David Graeber e a fase do capitalismo impotente
Sistema afastou-se da criatividade e invenção.
Avarento, conta tostões. Para enfrentá-lo, faltam movimentos também capazes de
ir além dos velhos programas
POR DAVID GRAEBER
David Graeber é um antropólogo e anarquista renomado.
Foi um dos criadores do Movimento Occupy em 2011. É o autor do livro Dívida: os
primeiros 5000 anos, muito aclamado pela crítica. Encontrei-o em Paris, no
lançamento do seu últimos livro “The Utopia of Rules: On Technology, Stupidity,
and the “Secret Joys of Bureaucracy” [“A utopia das regras: Sobre tecnologia,
estupidez e os brinquedos secretos da burocracia”].
Em 2011, você esteve entre os impulsionadores do
Movimento Occupy. Desde então, muitos movimentos sociais similares apareceram,
mas, aparentemente, nenhum teve folego suficiente para continuar vivo e atingir
seu objetivo. Por que fracassaram?
Não acho que estes movimentos sociais tenham falhado.
Tenho uma teoria sobre isso: “3,5 anos de atraso histórico”. Após o choque da
crise financeira, em 2008, as forças de segurança começaram, no mundo inteiro,
se armar para os inevitáveis protestos. No entanto, depois de dois ou três
anos, parecia que nada iria acontecer. De repente, em 2011, começou – embora
nenhum grande fato novo tenha se dado. Como em 1848 ou 1968, estes movimentos
não buscam tomar o poder: almejam mudar a forma como pensamos política. E neste
quesito, creio que tivemos uma mudança profunda. Muitos anseiam que o Occupy
tome o caminho da política formal. Verdade, não aconteceu, mas veja onde
estamos 3.5 anos depois: na maioria dos países onde ressurgiram movimentos
sociais e populares, partidos de esquerda estão mudando para abraçar as
sensibilidade desses movimentos (Grécia, Espanha, Estados Unidos e etc.).
Talvez demore mais 3,5 anos para que eles tenham um impacto real sobre os
projetos políticos, mas parece-me que é o caminho natural das coisas.

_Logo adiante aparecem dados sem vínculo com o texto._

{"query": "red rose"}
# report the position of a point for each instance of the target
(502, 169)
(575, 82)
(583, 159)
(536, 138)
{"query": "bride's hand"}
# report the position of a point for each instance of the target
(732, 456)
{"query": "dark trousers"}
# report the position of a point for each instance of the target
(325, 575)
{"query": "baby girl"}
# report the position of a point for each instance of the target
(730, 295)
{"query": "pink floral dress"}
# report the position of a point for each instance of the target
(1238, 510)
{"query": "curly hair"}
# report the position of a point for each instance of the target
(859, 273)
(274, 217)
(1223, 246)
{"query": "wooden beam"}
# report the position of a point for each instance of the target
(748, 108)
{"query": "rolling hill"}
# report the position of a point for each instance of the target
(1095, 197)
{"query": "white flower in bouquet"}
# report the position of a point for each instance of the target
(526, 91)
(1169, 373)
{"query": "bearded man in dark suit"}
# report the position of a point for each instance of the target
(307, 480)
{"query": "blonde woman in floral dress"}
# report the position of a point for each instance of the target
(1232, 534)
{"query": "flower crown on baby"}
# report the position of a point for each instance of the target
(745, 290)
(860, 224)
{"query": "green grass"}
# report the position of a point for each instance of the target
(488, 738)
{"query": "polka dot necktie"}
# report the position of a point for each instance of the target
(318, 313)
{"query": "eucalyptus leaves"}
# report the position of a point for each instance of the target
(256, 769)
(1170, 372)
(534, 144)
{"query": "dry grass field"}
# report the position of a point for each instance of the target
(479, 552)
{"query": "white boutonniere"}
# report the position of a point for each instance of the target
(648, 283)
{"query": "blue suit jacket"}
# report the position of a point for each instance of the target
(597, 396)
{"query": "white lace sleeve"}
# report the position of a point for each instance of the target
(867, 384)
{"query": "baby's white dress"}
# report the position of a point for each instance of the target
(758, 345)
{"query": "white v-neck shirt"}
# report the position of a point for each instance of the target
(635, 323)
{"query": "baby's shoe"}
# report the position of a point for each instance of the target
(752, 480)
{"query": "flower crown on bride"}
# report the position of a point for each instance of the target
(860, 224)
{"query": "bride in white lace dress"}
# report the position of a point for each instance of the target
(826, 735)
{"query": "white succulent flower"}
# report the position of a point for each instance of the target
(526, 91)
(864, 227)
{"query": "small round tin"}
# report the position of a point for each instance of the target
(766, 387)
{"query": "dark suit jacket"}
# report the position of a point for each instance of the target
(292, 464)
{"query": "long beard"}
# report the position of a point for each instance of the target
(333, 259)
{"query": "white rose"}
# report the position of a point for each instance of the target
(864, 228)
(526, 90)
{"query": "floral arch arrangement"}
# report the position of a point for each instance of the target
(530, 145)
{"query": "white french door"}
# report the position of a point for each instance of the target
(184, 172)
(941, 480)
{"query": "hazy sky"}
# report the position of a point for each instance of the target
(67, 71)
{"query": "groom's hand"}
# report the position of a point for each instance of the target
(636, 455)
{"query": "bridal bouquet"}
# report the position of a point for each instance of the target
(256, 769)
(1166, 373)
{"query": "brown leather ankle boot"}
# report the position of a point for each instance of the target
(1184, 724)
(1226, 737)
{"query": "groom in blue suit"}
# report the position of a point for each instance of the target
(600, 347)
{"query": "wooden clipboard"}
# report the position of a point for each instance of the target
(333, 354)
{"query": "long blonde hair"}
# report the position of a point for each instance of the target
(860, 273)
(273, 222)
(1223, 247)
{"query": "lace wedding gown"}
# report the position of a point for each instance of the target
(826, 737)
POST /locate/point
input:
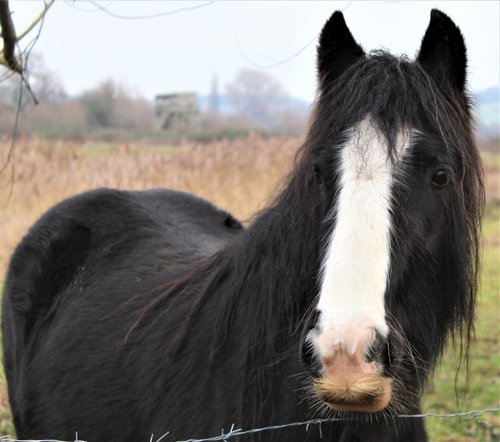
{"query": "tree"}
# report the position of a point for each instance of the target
(113, 105)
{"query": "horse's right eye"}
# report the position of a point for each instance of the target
(317, 174)
(441, 179)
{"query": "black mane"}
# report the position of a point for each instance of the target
(189, 323)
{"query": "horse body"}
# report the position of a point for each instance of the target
(128, 314)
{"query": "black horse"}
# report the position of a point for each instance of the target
(127, 314)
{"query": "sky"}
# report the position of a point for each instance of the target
(152, 49)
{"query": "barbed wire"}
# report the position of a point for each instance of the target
(235, 432)
(299, 51)
(155, 15)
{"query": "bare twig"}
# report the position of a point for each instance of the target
(7, 57)
(10, 39)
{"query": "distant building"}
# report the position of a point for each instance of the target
(176, 112)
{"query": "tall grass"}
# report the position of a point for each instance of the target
(241, 177)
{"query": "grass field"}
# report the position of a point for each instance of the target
(241, 176)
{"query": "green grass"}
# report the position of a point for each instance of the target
(449, 392)
(483, 390)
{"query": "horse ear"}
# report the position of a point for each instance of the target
(442, 53)
(337, 49)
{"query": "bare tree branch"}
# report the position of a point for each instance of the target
(10, 39)
(7, 57)
(36, 21)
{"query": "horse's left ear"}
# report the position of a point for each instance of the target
(337, 49)
(443, 53)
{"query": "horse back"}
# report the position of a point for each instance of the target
(91, 237)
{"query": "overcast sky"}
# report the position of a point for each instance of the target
(85, 42)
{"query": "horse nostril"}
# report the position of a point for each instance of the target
(309, 359)
(377, 351)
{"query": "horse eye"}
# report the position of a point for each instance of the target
(440, 179)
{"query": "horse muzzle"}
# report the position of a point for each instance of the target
(349, 375)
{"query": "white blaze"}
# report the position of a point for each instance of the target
(356, 263)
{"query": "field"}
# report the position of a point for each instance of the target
(241, 176)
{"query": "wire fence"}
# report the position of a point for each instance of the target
(475, 415)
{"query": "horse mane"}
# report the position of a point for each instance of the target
(396, 93)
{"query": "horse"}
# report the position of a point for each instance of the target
(131, 314)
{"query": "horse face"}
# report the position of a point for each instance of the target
(390, 185)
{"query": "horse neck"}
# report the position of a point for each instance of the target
(270, 272)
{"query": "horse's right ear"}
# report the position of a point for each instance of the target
(337, 49)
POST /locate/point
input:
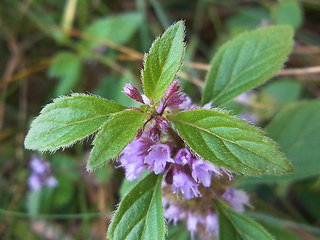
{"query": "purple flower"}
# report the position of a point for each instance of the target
(173, 88)
(202, 171)
(212, 224)
(132, 92)
(183, 156)
(41, 175)
(176, 99)
(34, 182)
(132, 158)
(184, 184)
(39, 166)
(236, 198)
(244, 97)
(192, 223)
(158, 157)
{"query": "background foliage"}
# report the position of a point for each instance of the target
(53, 48)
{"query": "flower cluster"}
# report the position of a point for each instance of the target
(160, 149)
(41, 174)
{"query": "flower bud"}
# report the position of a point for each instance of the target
(176, 99)
(173, 88)
(132, 92)
(162, 123)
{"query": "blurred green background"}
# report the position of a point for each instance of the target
(52, 48)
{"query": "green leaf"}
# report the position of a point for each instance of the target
(284, 91)
(234, 225)
(140, 213)
(246, 62)
(67, 67)
(118, 29)
(114, 135)
(288, 12)
(297, 130)
(67, 120)
(230, 142)
(163, 61)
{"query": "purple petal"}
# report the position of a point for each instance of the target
(183, 156)
(158, 157)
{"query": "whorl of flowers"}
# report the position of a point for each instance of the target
(158, 148)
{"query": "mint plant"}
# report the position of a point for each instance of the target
(192, 152)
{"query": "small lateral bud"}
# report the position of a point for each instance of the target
(173, 88)
(139, 134)
(162, 122)
(132, 92)
(176, 99)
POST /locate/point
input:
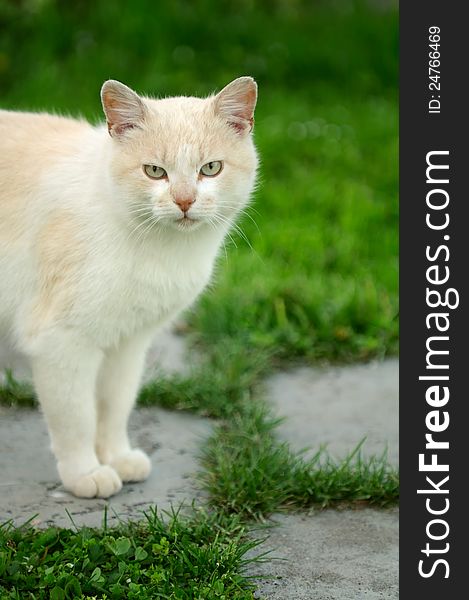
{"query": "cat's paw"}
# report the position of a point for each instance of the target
(102, 482)
(134, 465)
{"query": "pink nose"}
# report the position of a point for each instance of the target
(184, 202)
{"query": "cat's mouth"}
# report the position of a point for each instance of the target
(187, 222)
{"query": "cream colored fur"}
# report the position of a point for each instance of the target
(95, 255)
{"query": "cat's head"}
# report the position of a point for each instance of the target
(182, 162)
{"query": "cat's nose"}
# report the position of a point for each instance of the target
(184, 202)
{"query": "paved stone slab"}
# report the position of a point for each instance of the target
(335, 555)
(29, 483)
(339, 406)
(332, 555)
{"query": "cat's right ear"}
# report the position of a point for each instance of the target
(123, 108)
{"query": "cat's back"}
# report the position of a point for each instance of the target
(42, 136)
(31, 144)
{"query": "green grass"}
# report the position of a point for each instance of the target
(248, 471)
(197, 557)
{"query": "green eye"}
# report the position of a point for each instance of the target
(212, 168)
(155, 172)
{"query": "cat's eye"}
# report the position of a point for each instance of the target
(155, 172)
(212, 168)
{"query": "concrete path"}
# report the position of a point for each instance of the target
(330, 555)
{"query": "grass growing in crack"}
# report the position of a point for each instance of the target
(249, 472)
(16, 393)
(224, 381)
(197, 557)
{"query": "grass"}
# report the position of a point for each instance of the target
(248, 471)
(201, 557)
(315, 281)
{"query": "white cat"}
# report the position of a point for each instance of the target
(106, 233)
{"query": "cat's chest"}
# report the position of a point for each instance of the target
(144, 293)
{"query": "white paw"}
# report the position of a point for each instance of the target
(102, 482)
(134, 465)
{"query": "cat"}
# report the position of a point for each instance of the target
(107, 233)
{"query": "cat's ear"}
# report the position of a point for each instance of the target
(123, 108)
(236, 103)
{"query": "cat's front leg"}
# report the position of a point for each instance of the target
(65, 370)
(118, 381)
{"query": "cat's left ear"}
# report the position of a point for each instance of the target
(236, 103)
(123, 108)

Vejam bem, vivemos numa sociedade de gratificação
instantânea: esperamos que ao clicar em algo, alguma coisa vai acontecer. Essa
não é a forma como os movimentos sociais trabalham. A mudança não aconteceu do
dia para noite. Levou uma geração para os abolicionistas ou os movimentos
feministas alcançarem seus objetivos, e ambos enfrentaram instituições que
existiam há séculos!
Mas os movimentos de base poderiam se tornar
organizações estruturais da política? O exemplo recente na Grécia não parece
muito encorajador.
Em primeiro lugar, não vejo como o Syriza poderia ter
ganho: eles estavam numa posição estratégica muito complicada. Se alguma
coalizão política do mesmo tipo se formasse na Inglaterra, num instante, a
história poderia ser completamente diferente. Neste exato momento, o mais
importante para os movimentos horizontais e anti-autoritários é aprender como
fazer alianças com aqueles dispostos a trabalhar com o atual sistema político
sem comprometer sua própria integridade. Isso é algo que subestimamos com o
Ocuppy. Acreditamos que nossos aliados do Partido Democratas e na esquerda
institucional tivessem uma compreensão mais clara sobre seu interesse
estratégico. Veja, precisamos ter nossos próprios radicais, para aparecermos
como uma alternativa razoável. Isso é algo que a direita e o Partido
Republicano compreendem bem. Se os democratas estivessem unidos na defesa da 1ª
emenda [que assegura liberdade de expressão, manifestação e crença] assim como
a direita está em relação a 2ª emenda [protege o direito do povo de portar
armas], o Ocuppy estaria provavelmente, vivo, e não estaríamos discutindo sobre
equilíbrios fiscais, mas sobre os problemas reais que afligem das pessoas.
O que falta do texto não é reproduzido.